Here is some more food for thought. During the course of Kershaw’s contract, here are some of the other stud pitchers who will become eligible for free agency for the first time: Stephen Strasburg and fellow Nat, Jordan Zimmermann, Madison Bumgarner, Mat Latos, and Marlins phenom Jose Fernandez. What do you think those bad boys are going to command a few years down the line? 35 million per? 40 million? I guess it all depends on their performance. But you can say this, apart from Hernandez, upon whom the jury is still out on just how awesome he can be, none of those guys are on Kershaw’s level. Even the older guys, what do you think Adam Wainwright would command right now if he were a free agent?
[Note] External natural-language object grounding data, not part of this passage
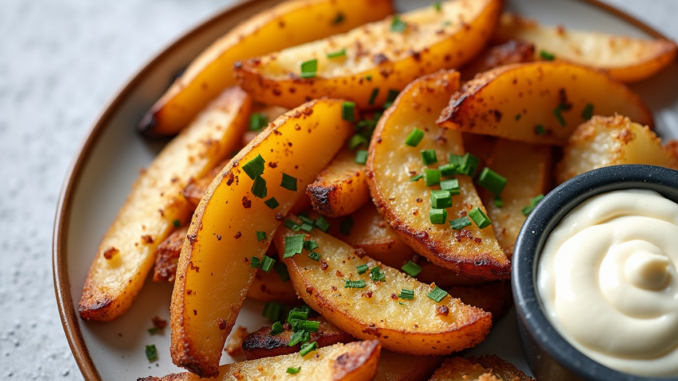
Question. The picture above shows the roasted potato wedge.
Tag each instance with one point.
(288, 24)
(624, 58)
(355, 361)
(405, 204)
(527, 169)
(485, 368)
(341, 188)
(260, 344)
(606, 141)
(375, 58)
(156, 205)
(221, 238)
(540, 102)
(418, 326)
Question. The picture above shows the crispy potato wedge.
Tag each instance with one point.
(485, 368)
(527, 169)
(341, 188)
(624, 58)
(419, 327)
(405, 204)
(288, 24)
(222, 238)
(509, 52)
(377, 57)
(355, 361)
(606, 141)
(540, 102)
(494, 297)
(156, 205)
(260, 344)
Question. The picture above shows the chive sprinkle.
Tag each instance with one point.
(410, 268)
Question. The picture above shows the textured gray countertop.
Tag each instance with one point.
(60, 61)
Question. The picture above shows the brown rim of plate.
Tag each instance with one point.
(69, 316)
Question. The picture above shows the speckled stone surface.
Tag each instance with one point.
(60, 61)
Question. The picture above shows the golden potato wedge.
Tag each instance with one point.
(509, 52)
(355, 361)
(221, 238)
(287, 24)
(405, 204)
(260, 344)
(418, 326)
(527, 169)
(540, 102)
(607, 141)
(341, 188)
(373, 59)
(156, 205)
(485, 368)
(624, 58)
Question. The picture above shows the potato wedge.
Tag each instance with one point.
(539, 102)
(527, 169)
(405, 204)
(606, 141)
(287, 24)
(485, 368)
(378, 57)
(156, 205)
(221, 238)
(355, 361)
(341, 188)
(624, 58)
(419, 326)
(260, 344)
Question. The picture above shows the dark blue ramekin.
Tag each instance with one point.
(548, 354)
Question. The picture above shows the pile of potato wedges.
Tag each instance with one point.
(365, 174)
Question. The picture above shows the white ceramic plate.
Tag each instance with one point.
(108, 163)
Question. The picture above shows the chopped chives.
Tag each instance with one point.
(255, 167)
(429, 157)
(437, 216)
(431, 176)
(289, 182)
(460, 223)
(480, 218)
(437, 294)
(441, 199)
(361, 156)
(451, 185)
(258, 120)
(294, 244)
(414, 137)
(322, 224)
(348, 111)
(259, 189)
(587, 113)
(309, 68)
(337, 54)
(354, 284)
(492, 181)
(308, 348)
(374, 95)
(406, 294)
(267, 263)
(411, 268)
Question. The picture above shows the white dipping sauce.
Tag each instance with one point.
(607, 280)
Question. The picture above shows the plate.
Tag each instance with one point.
(107, 164)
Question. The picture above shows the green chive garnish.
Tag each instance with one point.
(480, 218)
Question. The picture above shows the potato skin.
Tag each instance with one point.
(286, 24)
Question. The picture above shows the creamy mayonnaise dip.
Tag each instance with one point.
(608, 283)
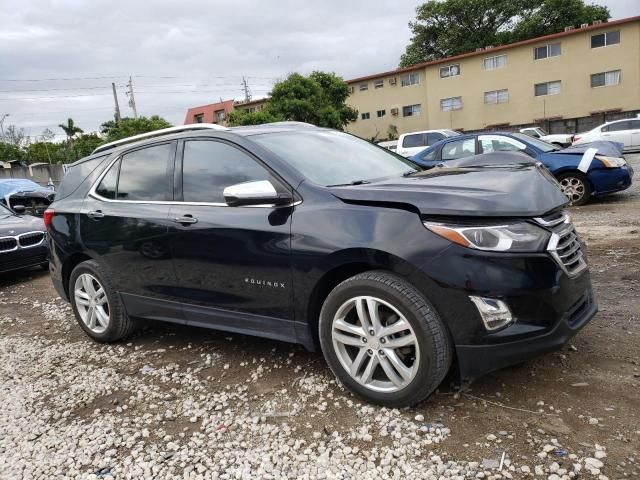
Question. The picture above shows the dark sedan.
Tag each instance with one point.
(585, 171)
(22, 241)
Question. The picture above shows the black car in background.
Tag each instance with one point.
(313, 236)
(22, 240)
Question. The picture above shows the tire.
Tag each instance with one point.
(576, 187)
(117, 325)
(408, 330)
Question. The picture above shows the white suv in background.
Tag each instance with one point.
(625, 131)
(414, 142)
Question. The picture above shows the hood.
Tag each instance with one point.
(19, 224)
(491, 191)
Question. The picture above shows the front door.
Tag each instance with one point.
(125, 222)
(232, 263)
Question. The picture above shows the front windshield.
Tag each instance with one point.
(536, 142)
(330, 158)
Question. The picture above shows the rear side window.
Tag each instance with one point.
(143, 175)
(208, 167)
(76, 175)
(415, 140)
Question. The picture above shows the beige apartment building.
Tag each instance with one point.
(572, 80)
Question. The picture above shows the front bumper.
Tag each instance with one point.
(477, 360)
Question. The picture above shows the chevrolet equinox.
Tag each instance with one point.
(309, 235)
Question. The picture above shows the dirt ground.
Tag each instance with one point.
(586, 394)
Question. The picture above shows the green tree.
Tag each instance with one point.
(128, 127)
(318, 99)
(451, 27)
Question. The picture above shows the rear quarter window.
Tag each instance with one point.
(77, 174)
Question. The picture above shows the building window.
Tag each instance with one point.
(493, 63)
(547, 88)
(605, 39)
(453, 103)
(546, 51)
(605, 79)
(496, 96)
(412, 110)
(410, 79)
(450, 70)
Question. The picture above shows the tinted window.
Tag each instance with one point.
(459, 149)
(415, 140)
(144, 174)
(209, 167)
(107, 187)
(433, 138)
(76, 175)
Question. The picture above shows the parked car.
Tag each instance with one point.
(559, 139)
(413, 142)
(625, 131)
(317, 237)
(604, 170)
(389, 145)
(22, 240)
(27, 193)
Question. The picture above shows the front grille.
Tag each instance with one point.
(565, 245)
(30, 239)
(8, 243)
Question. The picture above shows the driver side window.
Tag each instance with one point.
(208, 167)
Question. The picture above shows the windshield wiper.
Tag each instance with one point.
(354, 182)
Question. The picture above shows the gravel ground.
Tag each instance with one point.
(185, 403)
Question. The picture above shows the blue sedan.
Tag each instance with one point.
(582, 172)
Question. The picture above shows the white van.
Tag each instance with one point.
(414, 142)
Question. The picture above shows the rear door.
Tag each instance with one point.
(232, 263)
(124, 224)
(618, 132)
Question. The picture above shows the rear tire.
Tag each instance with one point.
(384, 340)
(97, 305)
(576, 187)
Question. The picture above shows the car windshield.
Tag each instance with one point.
(333, 158)
(536, 142)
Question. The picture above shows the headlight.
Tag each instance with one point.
(513, 237)
(611, 162)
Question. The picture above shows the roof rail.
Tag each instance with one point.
(159, 133)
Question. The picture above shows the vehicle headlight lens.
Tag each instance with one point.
(611, 162)
(513, 237)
Well, he’s 32 now, so he should still have juice in the tank. He’s coming off a marvelous season, and let’s be frank, is simply brilliant. Wouldn’t he get more than Cliff Lee’s 25 million annually? What about a similar pitcher who hits the market in, say, 2017 after a brilliant year. 20 wins, and a sub 3.00 ERA. If baseball’s average annual salary continues to increase annually at a consistent rate, that pitcher’s annual salary will blow Kershaw’s out of the water. And in 2017, Kershaw will still only be 28 and presumably an ace.
Oh, one more thing for perspective. The injured Johan Santana was due to make 25 million in 2014, a figure the Mets paid 5.5 million to not have on their books.
Still not convinced? Go to your fridge, pop open a beer, and read this again.